What I'm interested in here is not so much the etymology but a curious loss of medial -n- as well as an otherwise unattested alternation (at least as far as I know) between locative haθe and inessive haθr-θi. If the loss of -n- can be explained here, the locative form is otherwise the natural result of Old Etruscan -ai (stem-final -a plus locative ending -i) turning to -e. However the inessive throws me for a loop. Where on earth is that -r- coming from? It's placed so consistently in the Liber Linteus between the stem and the inessive ending that it can't be an error.
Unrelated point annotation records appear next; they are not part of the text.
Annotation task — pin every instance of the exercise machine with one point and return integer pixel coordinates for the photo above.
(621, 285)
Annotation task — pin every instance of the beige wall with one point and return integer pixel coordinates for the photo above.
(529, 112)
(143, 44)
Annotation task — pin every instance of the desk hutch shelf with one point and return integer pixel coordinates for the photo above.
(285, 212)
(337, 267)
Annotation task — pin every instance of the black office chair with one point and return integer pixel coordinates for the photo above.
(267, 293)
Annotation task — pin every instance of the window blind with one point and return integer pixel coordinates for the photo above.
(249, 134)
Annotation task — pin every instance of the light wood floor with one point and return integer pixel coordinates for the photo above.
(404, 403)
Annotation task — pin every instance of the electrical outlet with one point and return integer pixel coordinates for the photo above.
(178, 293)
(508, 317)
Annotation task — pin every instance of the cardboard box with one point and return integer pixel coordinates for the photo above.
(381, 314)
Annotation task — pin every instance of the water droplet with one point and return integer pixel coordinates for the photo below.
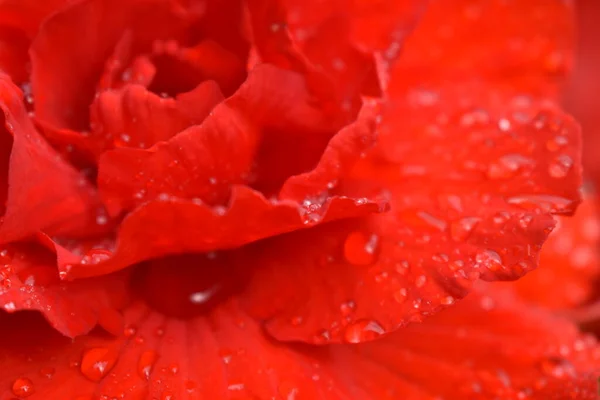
(203, 296)
(288, 391)
(101, 219)
(146, 363)
(23, 387)
(432, 221)
(420, 281)
(487, 303)
(129, 331)
(347, 308)
(504, 124)
(360, 248)
(400, 295)
(96, 363)
(557, 367)
(507, 166)
(363, 330)
(48, 372)
(461, 229)
(489, 259)
(560, 166)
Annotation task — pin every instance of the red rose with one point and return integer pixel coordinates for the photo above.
(192, 185)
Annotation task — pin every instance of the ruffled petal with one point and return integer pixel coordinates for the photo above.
(580, 97)
(135, 117)
(194, 227)
(569, 262)
(44, 192)
(476, 207)
(19, 22)
(205, 160)
(333, 43)
(492, 39)
(64, 89)
(485, 347)
(29, 281)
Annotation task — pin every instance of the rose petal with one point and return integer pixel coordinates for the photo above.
(62, 89)
(44, 193)
(180, 68)
(29, 281)
(193, 227)
(19, 22)
(135, 117)
(203, 161)
(495, 39)
(343, 151)
(580, 98)
(569, 262)
(511, 352)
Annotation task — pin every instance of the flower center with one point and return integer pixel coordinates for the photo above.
(188, 285)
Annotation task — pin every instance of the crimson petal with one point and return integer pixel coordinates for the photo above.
(194, 227)
(135, 117)
(486, 347)
(44, 192)
(450, 224)
(63, 90)
(29, 281)
(202, 162)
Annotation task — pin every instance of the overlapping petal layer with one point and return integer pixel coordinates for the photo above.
(43, 191)
(29, 281)
(487, 346)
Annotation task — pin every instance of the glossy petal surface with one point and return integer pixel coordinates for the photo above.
(488, 346)
(44, 192)
(569, 262)
(29, 281)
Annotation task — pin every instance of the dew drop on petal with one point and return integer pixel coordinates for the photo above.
(361, 248)
(347, 308)
(560, 166)
(47, 372)
(23, 387)
(363, 330)
(489, 259)
(146, 363)
(557, 367)
(96, 363)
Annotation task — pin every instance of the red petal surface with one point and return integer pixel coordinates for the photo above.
(29, 281)
(569, 262)
(44, 192)
(486, 347)
(64, 89)
(135, 117)
(19, 22)
(497, 39)
(475, 206)
(175, 226)
(204, 161)
(580, 97)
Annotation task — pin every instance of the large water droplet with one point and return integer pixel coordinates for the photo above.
(361, 248)
(23, 387)
(97, 362)
(363, 330)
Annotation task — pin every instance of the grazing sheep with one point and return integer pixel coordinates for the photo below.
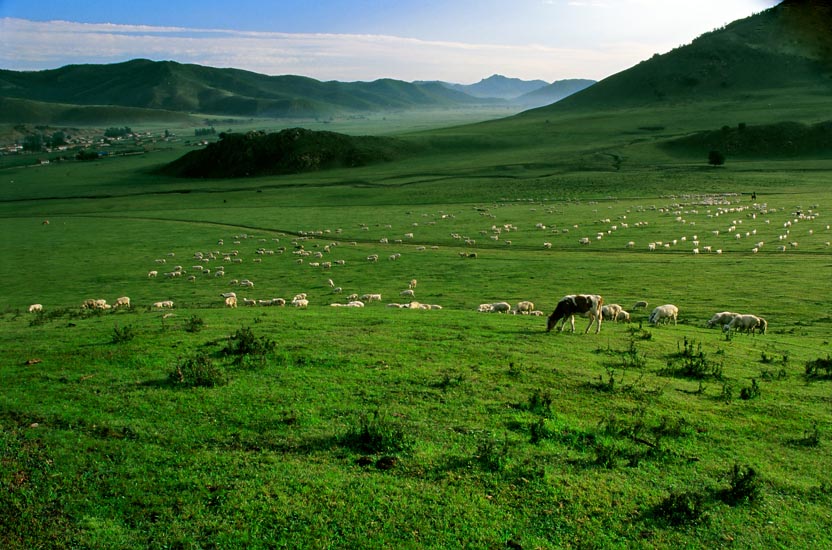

I have no firm answers yet (nor do I believe that many Etruscologists have even noticed this yet or really thought about it), but the only answer I can give right now is that maybe this is what happens when a vowel is squeezed between two aspirate stops. Thus, what we would expect to be *haθe-θi is transformed by some as-yet obscure morphophonetic rule to haθr-θi with syllabic liquid.